— …Ты изменился, дом Саади, — с укоризной произнес хриплый бас откуда-то из-под земли. Затем на ровном месте почва задергалась, посыпались мелкие камешки, словно просыпался огромный муравьиный лев. Рахмани отступил на шаг. Там, где он только что стоял, взметнулся сырой песок, и показалась взъерошенная грязная шевелюра.

— Ты тоже изменился, Кой-Кой, — ловец присел на корточки и втянул ноздрями воздух. — От кого ты прячешься в норе?

— Меня зовут Олаф, Олаф! — поморщилось черное лицо. Перевертыш постепенно менял окраску, еще немного, и его грудь и шея приобрели вполне привычный для его народа темно-шоколадный оттенок. Остальное полностью сливалось с каменной крошкой, ракушками и крупным песком. — Кой-Кой утонул, слышите, нет такого, и никогда не было! А согласись, дом Саади — ты не заметил меня?!

— Я не заметил, — кивнул Рахмани. — Ты научился менять запах. Что здесь случилось?

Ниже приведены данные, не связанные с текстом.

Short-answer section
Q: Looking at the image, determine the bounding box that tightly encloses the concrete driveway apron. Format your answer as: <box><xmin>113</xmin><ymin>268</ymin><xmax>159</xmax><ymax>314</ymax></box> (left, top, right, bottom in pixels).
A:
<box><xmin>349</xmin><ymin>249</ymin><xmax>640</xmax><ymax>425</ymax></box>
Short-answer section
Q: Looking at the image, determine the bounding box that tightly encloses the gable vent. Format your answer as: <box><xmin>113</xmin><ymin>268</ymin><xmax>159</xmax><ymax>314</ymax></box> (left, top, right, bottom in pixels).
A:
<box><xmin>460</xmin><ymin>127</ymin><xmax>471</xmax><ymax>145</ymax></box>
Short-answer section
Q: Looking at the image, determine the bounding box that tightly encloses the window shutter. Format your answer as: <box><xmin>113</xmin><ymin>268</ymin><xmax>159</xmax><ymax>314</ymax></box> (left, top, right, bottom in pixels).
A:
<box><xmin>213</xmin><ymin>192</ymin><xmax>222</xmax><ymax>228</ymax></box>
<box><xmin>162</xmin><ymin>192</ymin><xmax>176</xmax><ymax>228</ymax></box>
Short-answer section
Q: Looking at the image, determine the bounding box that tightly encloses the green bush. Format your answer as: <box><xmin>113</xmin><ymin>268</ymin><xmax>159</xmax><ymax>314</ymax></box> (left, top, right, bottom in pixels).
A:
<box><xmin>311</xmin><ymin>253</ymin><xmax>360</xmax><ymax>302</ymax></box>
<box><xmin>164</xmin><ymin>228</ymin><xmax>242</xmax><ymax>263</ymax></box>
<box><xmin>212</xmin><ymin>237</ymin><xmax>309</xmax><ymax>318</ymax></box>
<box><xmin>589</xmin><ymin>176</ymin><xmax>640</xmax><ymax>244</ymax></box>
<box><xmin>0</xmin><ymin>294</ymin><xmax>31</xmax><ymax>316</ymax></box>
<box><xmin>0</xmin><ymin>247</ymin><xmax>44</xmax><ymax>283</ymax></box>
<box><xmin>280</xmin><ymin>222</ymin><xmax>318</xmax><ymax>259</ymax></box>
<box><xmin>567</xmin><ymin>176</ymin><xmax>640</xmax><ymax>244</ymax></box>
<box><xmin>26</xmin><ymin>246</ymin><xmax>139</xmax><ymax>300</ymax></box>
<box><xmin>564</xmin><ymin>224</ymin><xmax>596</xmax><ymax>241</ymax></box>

— Ты такой же Олаф, как я — нубиец, даже если отрастишь рыжую бороду и выучишься хлестать ром! — вставил Снорри.

— А, так вот оно что! Дом Саади приволок с собой это колченогое пугало! — оживилась голова. Песок посыпался еще сильнее, затем показались мускулистые черные руки, и, наконец, от земли целиком отделился низкорослый волосатый мужчина, заросший почти как обезьяна. Из одежды на нем были лишь кожаные рваные штаны, на груди бряцали не меньше десятка амулетов, вырезанных из дерева.

— Да, это я, идиот, — добродушно ответил Снорри, шевеля шариками глаз. — В отличие от некоторых, меня вполне можно узнать. В отличие от некоторых, я не зарываюсь в грязь, как рогатая жаба в брачный период…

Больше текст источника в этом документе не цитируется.